Three-dimensional structure of the bacterial multidrug transporter EmrE shows it is an asymmetric homodimer

Abstract

The small multidrug resistance family of transporters is widespread in bacteria and is responsible for bacterial resistance to toxic aromatic cations by proton-linked efflux. We have determined the three-dimensional (3D) structure of the Escherichia coli multidrug transporter EmrE by electron cryomicroscopy of 2D crystals, including data to 7.0 A resolution. The structure of EmrE consists of a bundle of eight transmembrane alpha-helices with one substrate molecule bound near the centre. The substrate binding chamber is formed from six helices and is accessible both from the aqueous phase and laterally from the lipid bilayer. The most remarkable feature of the structure of EmrE is that it is an asymmetric homodimer. The possible arrangement of the two polypeptides in the EmrE dimer is discussed based on the 3D density map.

Fig. 1. Lattice line data. Plots of amplitudes (lower panels) and phases (upper panels) along the z* axis for three selected reflections. The fitted lattice lines were produced by weighted least squares fitting and the resulting errors are shown.

Fig. 2. Top and side view of the 3D density map of EmrE. (A) Top view perpendicular to the membrane plane of the density contoured at 1.2 σ. (B) Schematic view perpendicular to the membrane plane of the architecture of EmrE with all helices (A–H) approximated as straight cylinders. (C) Side view along the membrane plane of the density contoured at 1.2 σ. (D) Side view of a slice along the membrane plane of the density contoured at 0.8 σ, to emphasize the location of the substrate TPP⁺. The eight idealized helices were placed manually into the map and were not subjected to refinement. The helices are grouped into two sets: those coloured yellow form the substrate binding pocket and those coloured red are separated from the binding pocket by helices C and F. The maps were analysed and the idealized helices generated in the environment of O (Jones et al., 1991).

Fig. 3. Horizontal slices through the density map: 3Å-deep slices through the density map (contoured at 0.8 σ) perpendicular to the membrane plane separated by 5 Å. The panels show sections above (A and B) and below (D and E) the centre (C). The six yellow helices form the wall of the substrate binding pocket, whereas the two red helices are separated from the binding pocket. The density at the centre of the yellow helices in sections A–C is believed to represent the substrate TPP⁺.

Fig. 4. Packing of EmrE dimers in the 2D crystals. The two different tetrameric arrangements of EmrE dimers as observed in the p2 crystals are shown with all helices approximated as straight cylinders. Each dimer is numbered and dimer 1 is identical to the one shown in Figure 2B. The 2-fold axes perpendicular and parallel to the membrane plane are shown in white.
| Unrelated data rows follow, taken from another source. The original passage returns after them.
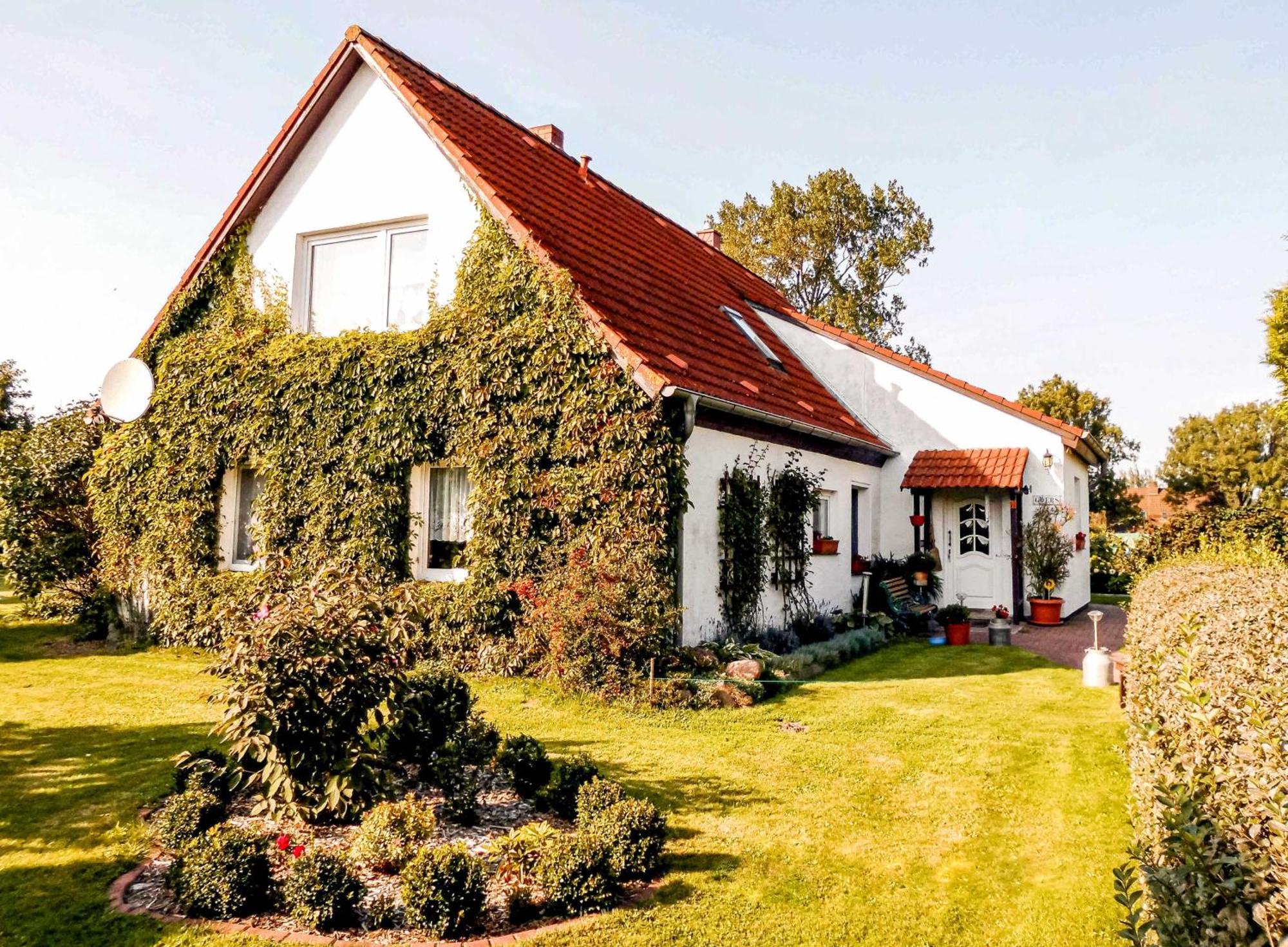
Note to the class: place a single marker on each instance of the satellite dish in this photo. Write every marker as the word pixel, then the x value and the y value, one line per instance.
pixel 127 389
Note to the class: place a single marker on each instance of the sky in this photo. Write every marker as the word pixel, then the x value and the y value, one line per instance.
pixel 1108 180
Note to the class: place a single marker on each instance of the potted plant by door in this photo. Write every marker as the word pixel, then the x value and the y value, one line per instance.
pixel 1046 560
pixel 956 622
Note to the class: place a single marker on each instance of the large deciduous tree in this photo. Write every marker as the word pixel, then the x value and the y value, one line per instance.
pixel 1236 458
pixel 15 415
pixel 1065 399
pixel 834 250
pixel 47 533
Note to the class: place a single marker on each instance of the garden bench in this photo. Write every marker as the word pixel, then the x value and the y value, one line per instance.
pixel 906 609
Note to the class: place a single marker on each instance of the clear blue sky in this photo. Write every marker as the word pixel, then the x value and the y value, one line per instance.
pixel 1108 180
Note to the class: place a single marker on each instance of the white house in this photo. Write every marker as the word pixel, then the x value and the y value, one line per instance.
pixel 365 201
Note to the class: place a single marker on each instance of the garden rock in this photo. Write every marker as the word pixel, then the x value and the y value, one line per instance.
pixel 746 670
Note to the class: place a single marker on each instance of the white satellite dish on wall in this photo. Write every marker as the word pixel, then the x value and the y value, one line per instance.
pixel 127 389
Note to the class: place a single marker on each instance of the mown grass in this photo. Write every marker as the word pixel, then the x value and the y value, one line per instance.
pixel 937 797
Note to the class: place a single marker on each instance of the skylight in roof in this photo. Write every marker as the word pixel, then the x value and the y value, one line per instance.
pixel 741 322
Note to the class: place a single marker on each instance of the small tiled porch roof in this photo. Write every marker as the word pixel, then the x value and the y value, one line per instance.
pixel 996 467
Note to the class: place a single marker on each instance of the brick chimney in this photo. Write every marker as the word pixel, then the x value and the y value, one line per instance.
pixel 549 133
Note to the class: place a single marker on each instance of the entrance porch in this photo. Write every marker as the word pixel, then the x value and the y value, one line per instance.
pixel 968 514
Fig. 5. Possible arrangements of monomers in the dimer. (A) Four possible monomer boundaries in the EmrE dimer are shown. The transmembrane helices are depicted as circles distributed as in the central section of the structure shown in Figure 3C. A red circle depicts the location of the substrate TPP⁺. A continuous green line illustrates the hypothetical interface between monomers. (B) View of the density map contoured at 1.0 σ to show the connection of density between helix H and helix F (white arrow). The density for TPP⁺ is also shown for reference (dashed arrow). The view is along helix G and from the same side as in Figure 2.
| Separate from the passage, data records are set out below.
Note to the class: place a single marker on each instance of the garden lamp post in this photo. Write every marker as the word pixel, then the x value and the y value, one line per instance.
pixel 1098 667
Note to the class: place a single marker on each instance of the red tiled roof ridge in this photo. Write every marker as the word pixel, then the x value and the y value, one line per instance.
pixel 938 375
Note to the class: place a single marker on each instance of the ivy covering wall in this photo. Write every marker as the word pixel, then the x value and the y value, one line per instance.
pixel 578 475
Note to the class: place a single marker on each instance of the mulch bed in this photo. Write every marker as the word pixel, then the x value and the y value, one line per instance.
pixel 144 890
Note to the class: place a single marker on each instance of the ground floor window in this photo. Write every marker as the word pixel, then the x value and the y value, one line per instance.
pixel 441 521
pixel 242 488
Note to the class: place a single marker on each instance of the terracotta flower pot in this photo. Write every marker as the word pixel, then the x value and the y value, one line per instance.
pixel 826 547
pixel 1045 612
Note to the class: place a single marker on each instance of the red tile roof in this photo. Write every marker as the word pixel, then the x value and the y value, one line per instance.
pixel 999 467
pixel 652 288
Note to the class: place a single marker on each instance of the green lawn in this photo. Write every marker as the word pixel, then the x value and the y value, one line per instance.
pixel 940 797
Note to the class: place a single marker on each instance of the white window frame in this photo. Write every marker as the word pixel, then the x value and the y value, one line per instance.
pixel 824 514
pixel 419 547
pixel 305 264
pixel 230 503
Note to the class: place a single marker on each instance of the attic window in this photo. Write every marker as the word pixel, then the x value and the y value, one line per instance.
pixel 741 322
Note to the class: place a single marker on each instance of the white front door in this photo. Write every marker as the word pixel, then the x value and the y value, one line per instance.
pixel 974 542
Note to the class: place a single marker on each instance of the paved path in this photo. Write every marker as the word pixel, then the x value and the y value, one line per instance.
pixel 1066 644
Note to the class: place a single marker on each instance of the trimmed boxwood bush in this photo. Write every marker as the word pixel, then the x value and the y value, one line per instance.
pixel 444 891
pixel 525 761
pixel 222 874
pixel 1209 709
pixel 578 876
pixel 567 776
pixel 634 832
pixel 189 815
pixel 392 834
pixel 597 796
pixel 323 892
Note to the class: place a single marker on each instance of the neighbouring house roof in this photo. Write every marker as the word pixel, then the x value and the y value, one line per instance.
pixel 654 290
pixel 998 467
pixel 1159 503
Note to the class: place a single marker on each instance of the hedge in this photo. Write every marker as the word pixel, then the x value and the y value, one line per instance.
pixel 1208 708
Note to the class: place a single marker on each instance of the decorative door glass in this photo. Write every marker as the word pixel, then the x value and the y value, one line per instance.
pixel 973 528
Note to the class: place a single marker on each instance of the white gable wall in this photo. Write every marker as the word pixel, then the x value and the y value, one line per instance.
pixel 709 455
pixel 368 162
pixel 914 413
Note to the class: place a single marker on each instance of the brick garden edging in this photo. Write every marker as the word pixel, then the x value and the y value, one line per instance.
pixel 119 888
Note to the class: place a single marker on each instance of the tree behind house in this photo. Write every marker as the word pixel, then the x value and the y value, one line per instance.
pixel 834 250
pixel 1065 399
Fig. 6. Transport mechanism in EmrE. (A) Cartoon of EmrE based upon the 3D structural analysis, with TPP⁺ (depicted by a red sphere) bound in the centre of a cavity open to the cytoplasm and one leaflet of the lipid bilayer. (B) Schematic indicating the minimal structural changes during electrogenic TPP⁺ efflux suggested by the 3D structure. EmrE binds TPP⁺ from either the inner leaflet of the membrane or from the cytoplasm (1) and a conformational change (*) involving the change in tilt of helix H relative to helix A occurs to open the binding chamber to the periplasm (2). Proton binding displaces TPP⁺ into the periplasm (3), and a second proton-driven conformation change (*) re-orients the binding site to face the cytoplasm (4). TPP⁺ is represented as a red ball and protons as blue balls, labelled ‘+’.